Duskdust

how do we see and participate in a landscape with a camera that doubles as part of the emergence of the photographic outside itself

Duskdust is an artist book and a series of monographs by Susanne Kriemann, which takes as its starting point the former industrial site of limestone mining at Furilden peninsula on the northeastern coast of Gotland, Sweden’s biggest island. It is informed by the artist’s ongoing preoccupation with photography, labor, and archeology. The book includes photographs taken during her residencies and site visits, archival material as well as text contributions by invited authors. Writer Kirsty Bell traveled to Gotland to follow the artist’s research trails while media theorist Jussi Parikka situates Kriemann’s artistic approach within current discourse on geology and media. Maria Barnas wrote a poem based on Kriemann’s walk through a tunnel at the industrial site. Livia Paldi, director of BAC – Baltic Art Center in Visby, Sweden gives an introduction to The Site Residency program and the specificities of selected sites in relationship to Kriemann’s work.

Later, Susanne Kriemann produced in collaboration with Berlin based silkscreen studio Zwölf an assembly of 22 monographic sillscreen prints. A mountain seen both at dawn and at dusk, rises sublimely in the centre of the image.

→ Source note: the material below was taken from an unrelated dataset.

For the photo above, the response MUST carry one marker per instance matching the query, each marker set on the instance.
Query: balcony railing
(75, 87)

In fact, the images depict a vast pile of rubble: a heap of limestone, extracted from the ground with the purpose of becoming cement, yet left indefinitely after the closure of a mining company — now no longer a mountain, nor yet a building. The silkscreen images have been made using dust ground from limestone rocks taken off that very spoil and printed onto rock paper: the ‘mountain’ they depict both materially present in the final images and eroded through the process of their manufacture.

Solo Exhibitions

...

Group Exhibitions

...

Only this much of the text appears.